Walters’ life is a testament to ambition and resilience. Beginning her career in 1951, just four years after television’s commercial boom, she quickly became the medium’s “First Lady.” But as Jesko’s film reveals, that crown came at a cost. Walters’ professional ascension into the platinum standard for news reporting mirrored a personal life that saw her married four times and wrestling with the regret of not having more children.

The film doesn’t shy away from the sexism that plagued her early days. At a time when the notion of a woman reporting on politics or global conflicts seemed laughable to male executives, Walters carved out space with a trademark interviewing style that combined warmth with unflinching curiosity. From presidents to pop icons to dictators, her guest list reads like a 20th-century time capsule: Nixon to Obama, Castro to Saddam Hussein, Katharine Hepburn to Monica Lewinsky.

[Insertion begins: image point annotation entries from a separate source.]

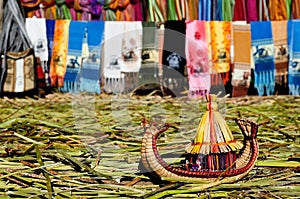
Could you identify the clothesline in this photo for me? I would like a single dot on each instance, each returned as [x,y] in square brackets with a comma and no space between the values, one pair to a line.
[205,54]
[163,10]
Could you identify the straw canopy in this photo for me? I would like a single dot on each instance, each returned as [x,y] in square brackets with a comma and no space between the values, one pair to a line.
[213,134]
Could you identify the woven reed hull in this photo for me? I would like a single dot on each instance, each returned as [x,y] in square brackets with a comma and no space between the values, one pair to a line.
[153,163]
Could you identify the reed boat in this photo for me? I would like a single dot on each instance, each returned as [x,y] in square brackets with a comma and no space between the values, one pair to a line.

Yet what makes Tell Me Everything more than just a highlight reel is its introspection. Jesko digs into Walters’ family upbringing, revealing insecurities and self-doubt behind the poised TV persona. There’s a lovely moment late in the film where the tables are turned—Walters, the queen of questions, becomes the subject, sharing her perspectives with a rawness rarely seen on camera.

Her legacy is undeniable: The documentary rightly credits Walters with breaking barriers that paved the way for the likes of Diane Sawyer, Jane Pauley, and Katie Couric. The scenes revisiting the creation of The View remind us that even late in her career, she was still reinventing what women’s voices could mean on television.

If there’s a quibble, it’s that the film sometimes slips into hagiography, never fully reconciling how Walters’ relentless pursuit of the next big interview sometimes overshadowed the personal connections she longed for. Still, by the final reel, it’s clear: Barbara Walters didn’t just cover the news, she made it.

Barbara Walters: Tell Me Everything is a fitting tribute to a broadcast titan who spent her life getting others to talk, but in the end, finally tells us everything about herself.